Hillary Clinton has tried to brand herself as someone separate from her husband. Her campaign logo is a simple "Hillary" in a show of independence.
But with the questions about email refusing to fade, Hillary Clinton is looking for star power, and her husband provides that. Bill Clinton, who left office with an approval rating of 65 percent and whose popularity has continued to grow, is scheduled to headline a fundraiser next month in which participants can give $2,700, the Federal Election Commission limit, for a photo op while adding to Clinton's fundraising war chest, the Detroit News reported. The fundraiser at Bingham Farms, Michigan, also invites people pony up $10,000 to co-host the event.
Hillary Clinton is no slouch when it comes to fundraising on her own. So far, she has raised $47.6 million for the election, data from the Center for Responsive Politics show. The vast majority of that money has come from large donors. A total of $38.4 million, or 82 percent, of her total fundraising has come from individuals who have contributed more than $200, the benchmark for big donor contributions. It has been estimated she could spend as much as $1 billion in her attempt to take the White House.
In national polls, Clinton is ahead of her closest competitor, with 40.5 percent of the vote, compared with unabashed socialist Sen. Bernie Sanders, who takes in 25.8 percent, according to polling averages from Real Clear Politics. That’s a sharp drop for her since July, when she polled with mid-60 percent. Things look more drastic in the early nominating states for Clinton. In Iowa, she is just 5.2 percent ahead of Sanders after an extended period of time where the two were more or less tied. In New Hampshire, she trails Sanders, who hails from neighboring Vermont, by 11.6 percent. The drop in her popularity can be attributed in part to the email controversy.

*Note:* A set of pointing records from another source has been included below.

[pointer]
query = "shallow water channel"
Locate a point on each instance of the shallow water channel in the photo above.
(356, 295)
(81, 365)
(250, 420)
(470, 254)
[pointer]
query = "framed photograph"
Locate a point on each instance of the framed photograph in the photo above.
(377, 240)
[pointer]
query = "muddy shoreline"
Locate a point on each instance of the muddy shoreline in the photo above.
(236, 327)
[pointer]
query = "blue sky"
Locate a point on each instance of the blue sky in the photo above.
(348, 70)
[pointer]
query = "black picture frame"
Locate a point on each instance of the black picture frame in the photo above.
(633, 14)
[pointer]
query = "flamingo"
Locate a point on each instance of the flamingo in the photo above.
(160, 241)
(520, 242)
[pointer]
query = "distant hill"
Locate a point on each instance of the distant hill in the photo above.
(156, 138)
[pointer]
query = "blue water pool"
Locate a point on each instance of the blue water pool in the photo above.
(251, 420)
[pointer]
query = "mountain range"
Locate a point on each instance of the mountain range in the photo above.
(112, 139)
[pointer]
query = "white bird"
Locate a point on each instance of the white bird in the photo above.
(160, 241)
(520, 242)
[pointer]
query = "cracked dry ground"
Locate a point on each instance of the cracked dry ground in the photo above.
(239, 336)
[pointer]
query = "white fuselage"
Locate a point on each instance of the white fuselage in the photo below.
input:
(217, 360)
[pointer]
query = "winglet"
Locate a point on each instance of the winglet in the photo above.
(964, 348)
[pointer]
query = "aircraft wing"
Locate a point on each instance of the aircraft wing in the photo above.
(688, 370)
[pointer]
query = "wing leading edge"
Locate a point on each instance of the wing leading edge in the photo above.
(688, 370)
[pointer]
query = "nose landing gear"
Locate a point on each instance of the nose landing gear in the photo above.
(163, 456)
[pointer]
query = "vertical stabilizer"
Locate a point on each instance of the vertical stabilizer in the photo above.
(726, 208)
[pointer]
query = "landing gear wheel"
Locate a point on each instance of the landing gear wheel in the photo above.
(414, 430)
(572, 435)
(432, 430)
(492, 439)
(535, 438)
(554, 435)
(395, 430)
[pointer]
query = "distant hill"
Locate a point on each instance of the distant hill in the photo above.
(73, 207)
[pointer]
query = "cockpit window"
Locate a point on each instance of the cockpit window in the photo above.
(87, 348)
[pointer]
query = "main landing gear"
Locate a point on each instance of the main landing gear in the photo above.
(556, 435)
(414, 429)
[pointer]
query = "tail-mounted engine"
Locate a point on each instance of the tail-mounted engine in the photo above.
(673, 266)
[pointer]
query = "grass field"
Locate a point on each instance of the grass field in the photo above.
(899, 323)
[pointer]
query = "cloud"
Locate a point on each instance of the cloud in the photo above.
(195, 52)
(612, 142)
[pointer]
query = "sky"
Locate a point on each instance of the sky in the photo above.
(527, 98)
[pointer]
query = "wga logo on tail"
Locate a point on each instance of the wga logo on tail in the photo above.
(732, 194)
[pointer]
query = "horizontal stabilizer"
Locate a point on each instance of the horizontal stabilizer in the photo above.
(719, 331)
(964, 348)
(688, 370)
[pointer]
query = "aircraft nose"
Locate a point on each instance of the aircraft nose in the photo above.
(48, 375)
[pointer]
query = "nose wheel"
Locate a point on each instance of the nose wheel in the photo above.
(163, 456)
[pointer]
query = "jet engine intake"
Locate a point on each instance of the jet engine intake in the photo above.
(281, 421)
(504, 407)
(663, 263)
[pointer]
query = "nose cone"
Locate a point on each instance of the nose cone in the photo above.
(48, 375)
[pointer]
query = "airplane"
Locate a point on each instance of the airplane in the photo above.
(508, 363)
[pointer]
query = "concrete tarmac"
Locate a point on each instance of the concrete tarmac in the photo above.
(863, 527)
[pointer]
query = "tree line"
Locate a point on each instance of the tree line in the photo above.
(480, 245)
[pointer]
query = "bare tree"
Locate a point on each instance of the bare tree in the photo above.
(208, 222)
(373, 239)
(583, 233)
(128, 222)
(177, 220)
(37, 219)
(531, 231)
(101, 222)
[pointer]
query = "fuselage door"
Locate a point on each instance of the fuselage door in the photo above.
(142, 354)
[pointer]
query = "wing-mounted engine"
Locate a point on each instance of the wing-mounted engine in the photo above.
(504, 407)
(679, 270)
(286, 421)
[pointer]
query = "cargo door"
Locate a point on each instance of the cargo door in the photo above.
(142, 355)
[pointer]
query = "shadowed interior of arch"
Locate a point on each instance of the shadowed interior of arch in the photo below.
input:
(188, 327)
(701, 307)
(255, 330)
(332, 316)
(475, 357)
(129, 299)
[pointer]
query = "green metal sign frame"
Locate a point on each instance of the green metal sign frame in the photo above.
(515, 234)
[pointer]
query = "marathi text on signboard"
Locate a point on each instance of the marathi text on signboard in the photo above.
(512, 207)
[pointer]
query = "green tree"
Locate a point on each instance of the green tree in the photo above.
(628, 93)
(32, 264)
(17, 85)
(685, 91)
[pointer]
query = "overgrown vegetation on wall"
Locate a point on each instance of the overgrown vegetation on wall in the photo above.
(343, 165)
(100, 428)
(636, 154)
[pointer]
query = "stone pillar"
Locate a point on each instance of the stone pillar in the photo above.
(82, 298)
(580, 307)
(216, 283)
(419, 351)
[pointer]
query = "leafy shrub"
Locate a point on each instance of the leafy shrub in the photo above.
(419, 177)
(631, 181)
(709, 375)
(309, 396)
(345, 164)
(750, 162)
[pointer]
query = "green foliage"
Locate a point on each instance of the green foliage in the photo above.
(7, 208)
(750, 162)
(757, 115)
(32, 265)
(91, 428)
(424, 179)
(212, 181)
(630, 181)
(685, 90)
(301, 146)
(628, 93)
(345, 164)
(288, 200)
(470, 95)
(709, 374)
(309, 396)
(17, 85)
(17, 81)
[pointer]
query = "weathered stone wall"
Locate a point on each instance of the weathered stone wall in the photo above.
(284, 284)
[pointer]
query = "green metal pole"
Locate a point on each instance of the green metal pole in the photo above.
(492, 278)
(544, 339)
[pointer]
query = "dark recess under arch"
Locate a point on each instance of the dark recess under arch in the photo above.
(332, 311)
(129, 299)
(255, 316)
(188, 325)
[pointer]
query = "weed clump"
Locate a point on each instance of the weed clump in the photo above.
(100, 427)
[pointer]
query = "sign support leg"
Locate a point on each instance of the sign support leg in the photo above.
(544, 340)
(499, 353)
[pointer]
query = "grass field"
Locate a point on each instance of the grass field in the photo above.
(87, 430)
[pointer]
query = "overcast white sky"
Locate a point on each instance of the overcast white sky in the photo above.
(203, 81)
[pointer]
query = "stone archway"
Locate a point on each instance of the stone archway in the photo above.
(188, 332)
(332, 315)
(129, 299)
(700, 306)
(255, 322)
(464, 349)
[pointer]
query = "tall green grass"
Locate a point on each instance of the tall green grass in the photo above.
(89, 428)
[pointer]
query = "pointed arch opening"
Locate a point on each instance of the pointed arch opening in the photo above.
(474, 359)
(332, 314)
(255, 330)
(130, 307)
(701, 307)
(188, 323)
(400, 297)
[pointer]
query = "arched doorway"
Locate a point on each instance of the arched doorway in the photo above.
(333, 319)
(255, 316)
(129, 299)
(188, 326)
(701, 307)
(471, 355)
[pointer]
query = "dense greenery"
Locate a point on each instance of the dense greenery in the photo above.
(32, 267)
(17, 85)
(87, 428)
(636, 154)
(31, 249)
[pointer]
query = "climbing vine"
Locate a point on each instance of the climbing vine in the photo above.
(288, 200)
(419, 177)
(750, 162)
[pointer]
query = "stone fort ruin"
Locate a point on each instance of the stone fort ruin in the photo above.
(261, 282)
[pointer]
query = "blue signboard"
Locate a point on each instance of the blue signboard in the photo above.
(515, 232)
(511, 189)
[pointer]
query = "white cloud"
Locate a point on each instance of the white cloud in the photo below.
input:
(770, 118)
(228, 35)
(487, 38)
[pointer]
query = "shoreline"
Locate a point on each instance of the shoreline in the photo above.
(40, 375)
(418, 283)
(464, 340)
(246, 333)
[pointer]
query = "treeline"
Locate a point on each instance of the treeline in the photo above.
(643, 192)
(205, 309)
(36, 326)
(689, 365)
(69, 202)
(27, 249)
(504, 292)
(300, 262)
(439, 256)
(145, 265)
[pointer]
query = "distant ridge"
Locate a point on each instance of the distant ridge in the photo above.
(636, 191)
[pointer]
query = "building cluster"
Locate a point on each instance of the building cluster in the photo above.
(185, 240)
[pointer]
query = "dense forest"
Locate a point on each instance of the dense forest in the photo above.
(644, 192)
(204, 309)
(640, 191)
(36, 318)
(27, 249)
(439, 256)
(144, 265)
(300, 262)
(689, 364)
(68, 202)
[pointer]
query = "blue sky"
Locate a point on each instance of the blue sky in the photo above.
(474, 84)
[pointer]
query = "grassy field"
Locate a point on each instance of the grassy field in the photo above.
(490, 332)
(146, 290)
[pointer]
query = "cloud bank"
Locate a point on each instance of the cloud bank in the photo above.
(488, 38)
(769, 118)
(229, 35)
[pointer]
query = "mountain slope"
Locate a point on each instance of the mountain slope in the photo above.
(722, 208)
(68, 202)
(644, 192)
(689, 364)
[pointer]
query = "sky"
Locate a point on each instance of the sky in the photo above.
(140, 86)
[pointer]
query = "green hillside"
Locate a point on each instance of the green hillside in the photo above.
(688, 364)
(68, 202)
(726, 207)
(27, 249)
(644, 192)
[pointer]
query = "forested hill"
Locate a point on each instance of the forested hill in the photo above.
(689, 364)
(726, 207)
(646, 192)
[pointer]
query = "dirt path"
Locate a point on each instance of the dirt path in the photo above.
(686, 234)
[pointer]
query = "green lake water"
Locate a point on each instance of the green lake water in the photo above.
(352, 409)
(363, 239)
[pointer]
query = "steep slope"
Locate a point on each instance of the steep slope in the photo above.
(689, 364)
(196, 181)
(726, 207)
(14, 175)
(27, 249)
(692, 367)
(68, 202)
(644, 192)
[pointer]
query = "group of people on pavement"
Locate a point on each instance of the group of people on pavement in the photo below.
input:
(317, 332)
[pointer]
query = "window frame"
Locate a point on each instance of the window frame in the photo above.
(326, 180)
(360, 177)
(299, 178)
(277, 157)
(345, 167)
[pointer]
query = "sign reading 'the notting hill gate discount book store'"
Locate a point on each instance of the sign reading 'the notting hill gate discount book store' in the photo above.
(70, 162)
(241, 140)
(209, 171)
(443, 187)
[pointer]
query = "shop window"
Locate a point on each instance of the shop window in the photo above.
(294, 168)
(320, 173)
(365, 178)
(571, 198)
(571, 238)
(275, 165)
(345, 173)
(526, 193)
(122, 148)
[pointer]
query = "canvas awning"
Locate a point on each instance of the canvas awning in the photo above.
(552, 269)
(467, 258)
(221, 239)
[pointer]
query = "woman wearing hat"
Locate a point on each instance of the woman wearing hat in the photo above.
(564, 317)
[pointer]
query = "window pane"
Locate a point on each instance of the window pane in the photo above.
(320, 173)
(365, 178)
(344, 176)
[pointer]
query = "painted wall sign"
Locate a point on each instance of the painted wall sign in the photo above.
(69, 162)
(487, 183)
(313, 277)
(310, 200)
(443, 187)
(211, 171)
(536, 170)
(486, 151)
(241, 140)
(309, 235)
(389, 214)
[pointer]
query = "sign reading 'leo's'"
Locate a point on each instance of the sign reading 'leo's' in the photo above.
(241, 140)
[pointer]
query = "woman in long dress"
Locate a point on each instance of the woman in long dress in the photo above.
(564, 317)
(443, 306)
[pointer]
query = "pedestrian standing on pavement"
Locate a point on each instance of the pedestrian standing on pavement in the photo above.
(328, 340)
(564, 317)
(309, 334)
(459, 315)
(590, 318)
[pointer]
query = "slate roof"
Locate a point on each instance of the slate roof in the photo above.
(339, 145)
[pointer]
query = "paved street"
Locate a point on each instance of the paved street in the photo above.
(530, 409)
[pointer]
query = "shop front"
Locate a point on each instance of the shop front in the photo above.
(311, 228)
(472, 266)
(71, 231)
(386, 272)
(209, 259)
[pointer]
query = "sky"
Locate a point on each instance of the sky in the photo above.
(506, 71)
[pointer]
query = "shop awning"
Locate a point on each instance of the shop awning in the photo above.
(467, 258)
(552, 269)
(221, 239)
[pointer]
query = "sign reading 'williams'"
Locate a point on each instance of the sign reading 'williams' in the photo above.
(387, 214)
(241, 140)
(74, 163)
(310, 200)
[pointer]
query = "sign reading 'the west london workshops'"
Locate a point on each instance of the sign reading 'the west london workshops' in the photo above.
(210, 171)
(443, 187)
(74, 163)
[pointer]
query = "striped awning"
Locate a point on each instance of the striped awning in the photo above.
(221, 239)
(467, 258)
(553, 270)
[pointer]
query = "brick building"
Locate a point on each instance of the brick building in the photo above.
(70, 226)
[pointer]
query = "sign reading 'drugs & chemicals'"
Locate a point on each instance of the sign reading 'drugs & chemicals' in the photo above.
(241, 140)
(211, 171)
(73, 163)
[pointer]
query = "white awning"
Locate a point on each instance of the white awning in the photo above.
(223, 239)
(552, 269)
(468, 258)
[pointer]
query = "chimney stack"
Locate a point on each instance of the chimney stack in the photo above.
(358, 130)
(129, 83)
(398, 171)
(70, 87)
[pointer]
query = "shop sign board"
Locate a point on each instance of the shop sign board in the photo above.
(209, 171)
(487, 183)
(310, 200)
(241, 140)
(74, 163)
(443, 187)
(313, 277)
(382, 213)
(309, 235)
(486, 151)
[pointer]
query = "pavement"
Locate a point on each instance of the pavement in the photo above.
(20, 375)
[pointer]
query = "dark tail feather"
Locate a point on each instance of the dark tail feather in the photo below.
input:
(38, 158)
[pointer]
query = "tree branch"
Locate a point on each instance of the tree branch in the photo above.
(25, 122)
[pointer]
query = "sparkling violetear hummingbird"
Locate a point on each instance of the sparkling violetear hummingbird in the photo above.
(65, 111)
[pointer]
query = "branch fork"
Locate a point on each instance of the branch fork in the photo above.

"I have never seen so much expended on so little," Bill Clinton said recently about the coverage of the email controversy. "She said she was sorry that her personal email caused all this confusion. And she’d like to give the election back to the American people."
Michigan is turning into a political fundraising battleground. The Clinton fundraiser follows the Mackinac Island Leadership Conference, an event many Republican presidential aspirants attended. Hillary Clinton made her first campaign appearance in the state July 21 for a fundraiser.
This cycle, overall, is unique in presidential politics because of lax campaign finance rules that allow unlimited funds to be donated to super PACs associated with campaigns that can spend huge amounts of money on things like advertising. The commotion in Michigan is just one example of the sheer amount of cash that is going into presidential politics ahead of 2016. The Democratic National Committee has been pushing donors to give 10 times more than they traditionally have, and a joint fundraiser between Hillary Clinton and the DNC has asked for as much as $1.6 million from couples recently.